Il leur tomba du ciel un roi tout pacifique ;
Ce roi fit toutefois un tel bruit en tombant,
Que la gent marécageuse,
Gent fort sotte et fort peureuse,
S’alla cacher sous les eaux,
Dans les joncs, dans les roseaux,
Dans les trous du marécage,
Sans oser de long-temps regarder au visage
Celui qu’elles croyaient être un géant nouveau.
Or c’était un soliveau,
De qui la gravité fit peur à la première,
Qui de le voir s’aventurant
Osa bien quitter sa tanière ;
Elle approcha, mais en tremblant ;
Une autre la suivit, une autre en fit autant ;
Il en vint une fourmilière ;
Et leur troupe à la fin se rendit familière,
Jusqu’à sauter sur l’épaule du roi ;
Le bon sire le souffre et se tient toujours coi.

Nous savons qu’il ne faut pas s’y fier. Le soliveau pourrait bien remuer au moment où l’on y pensera le moins, et dans ce cas bien des grenouilles prendraient la fuite, au moins pour quelque temps. Dans un des derniers conseils des ministres, M. Cortina, ministre de l’intérieur, et M. Gomez Becerra, ministre de la justice, discutaient très vivement sur la question de la régence. Le premier se déclarait pour la régence d’un seul, le second pour le principe de la régence à trois. Espartero les interrompit, dit-on, pour leur dire d’un ton fort net que toutes ces querelles étaient oiseuses, et qu’il lui importait peu d’être seul ou en tiers dans la régence, ou même de n’y être pas du tout. Cette déclaration sent un peu son César, elle montre qu’Espartero a par momens la tentation de se mettre au-dessus des lois ; mais une disposition si vigoureuse dure peu, et il y a déjà bien du temps perdu. En se laissant discuter, le duc de la Victoire se laisse enlever pièce à pièce sa force morale.
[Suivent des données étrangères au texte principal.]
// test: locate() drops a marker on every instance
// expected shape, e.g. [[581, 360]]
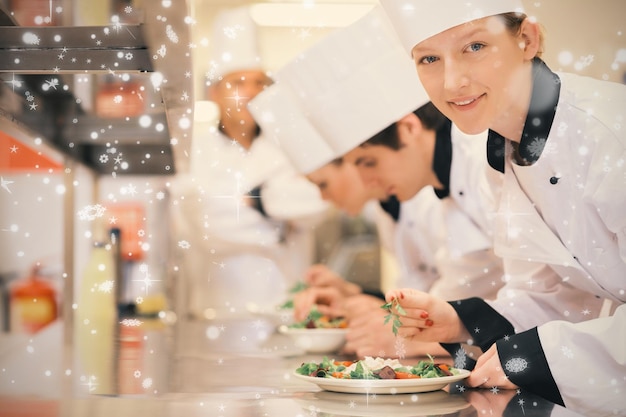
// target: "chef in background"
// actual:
[[244, 217], [357, 83]]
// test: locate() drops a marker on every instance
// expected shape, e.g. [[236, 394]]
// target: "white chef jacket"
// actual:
[[445, 245], [241, 255], [418, 235], [561, 228]]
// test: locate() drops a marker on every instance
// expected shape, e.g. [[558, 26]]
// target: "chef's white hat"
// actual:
[[279, 116], [234, 43], [417, 20], [355, 82]]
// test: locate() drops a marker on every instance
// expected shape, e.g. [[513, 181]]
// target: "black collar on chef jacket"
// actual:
[[543, 101], [392, 207], [442, 158]]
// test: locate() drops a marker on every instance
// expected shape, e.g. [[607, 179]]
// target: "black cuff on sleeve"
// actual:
[[255, 195], [462, 359], [483, 323], [524, 363]]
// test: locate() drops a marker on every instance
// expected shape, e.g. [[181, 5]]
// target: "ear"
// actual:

On sait d’ailleurs comment procèdent les révolutionnaires. Si Madrid est trop bien gardé pour qu’ils y puissent tenter quelque coup, ils provoquent des juntes dans les provinces, et ne soulèvent la capitale que quand tout le pays est soulevé autour d’eux. Déjà quelques symptômes d’une insurrection prochaine se font sentir sur quelques points. Si Espartero se borne à attendre, s’il ne prend pas l’initiative, il court grand risque d’être prévenu.